Family celebrations on a snow filled weekend undertook more conventional sledging practice on the hill two fields behind our house, albeit in the same roof box that managed to accomodate three generations; all made it safely to the bottom of the black run despite a lack of helmets, life jackets and several hours of risk assessment. The rain that fell in the weeks that preceded the snow is working its way down into the aquifer freeimg up space in the upper soil for any snow melt or rain that will inevitabvly come. The river has dropped a few inches during the cold snap and is back within its banks.

The Indian runners that live on the bottom island have taken a bit of a pasting of late, with half a dozen vanishing in the night. No sign of feathers or footprints in the snow or mud, the finger is being pointed at a human fiend tempted by some of the fattest well fed ducks in the valley. The few that remain are understandably a tad jumpy and we make great efforts to bed them down for the night in an old kennel situated near the island. They seem to respond to my proletarian tone and I can shut them in most nights, my employer however has experienced problems. If it's my northern vowels that bring them in, it may pay her to adopt her best Bradford accent when calling them to bed.

This current piece of poor prose is penned in the dark from a bench in my neighbour’s garden, snow is falling softly on the ground and ice is beginning to form on my glass of red wine. Welcome to BT broadband in the country. Our home internet connection is not the sharpest, Child A who currently resides in an urban environs is quick to point this out on her home visits, but now it is currently defunct. After several hours on the phone, Sanjay is very sorry, but this house will be sans internet for two weeks or more. A man with an open reach will visit in a few weeks and if the problem is found to be of our own making we will be charged a hundred pounds or more. After a decade or more of poor service from BT we are resigned to our situation and feel a tad “mugged off” (studentspeak picked up in recent weeks). We are the furthest property from the exchange and must expect poor service. Thirty yards from this property is a BT pole connected to a different exchange that enjoys an imperious Internet service as does the rest of this small village. Five years ago BT took the decision that it was best to replace the twenty nine telegraph poles and one and half miles of cable to maintain this ancient telegraph spur than connect us to the other exchange thirty yards down the road.

Bonkers!

In the grand scheme of things, no internet is no biggy. The lady who sleeps on my left and I are relearning the art of conversation, a little hesitant with a hint of staccato rhythm, it is back and forth conversation all the same. Child B has started to notice things and occassionally look up. On current performance BT and their poles and lines must be under threat from the mobile companies and the air borne pixies that deliver the internet via the magic of fresh air.
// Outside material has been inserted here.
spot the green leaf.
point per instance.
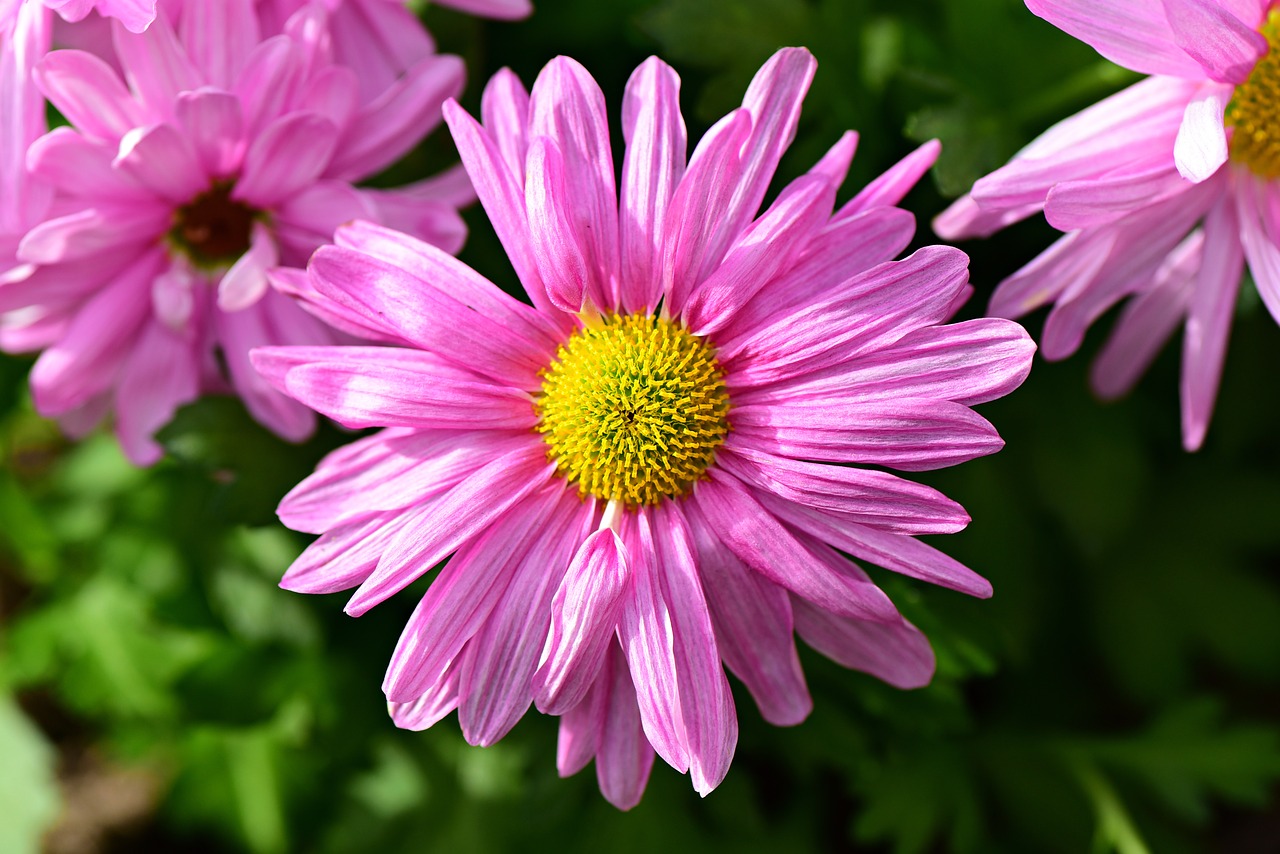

At home, following my triple pike with tuck, salco and flop from the roof (Olympic legacy?) the wrecking ball has been booked and a substantial redesign is planned for the out buildings that house the tractor and all the other gubbins that are necessary for looking after a chalkstream and rearing a few brown trout.

A mile from here Flash Gordon only has twenty four hours to save the earth and a few acres of solar panels are currently being installed to help him in this task. For some reason Scottish power supply the parcels of electricity to the people of this parish and for several weeks they have been busy connecting the field of panels to the amps and ohms at the substation a few hundred yards from here. This has involved a surprise road closure that lasted for two weeks and a host of funny machines moving up and down the lane in the middle of the night. Investigations as to how the work is going and when our exit route from the village will be restored are invariably met with a chippy reply and a few verses of “O Flower of Scotland”

Culloden still counts for some in certain quarters.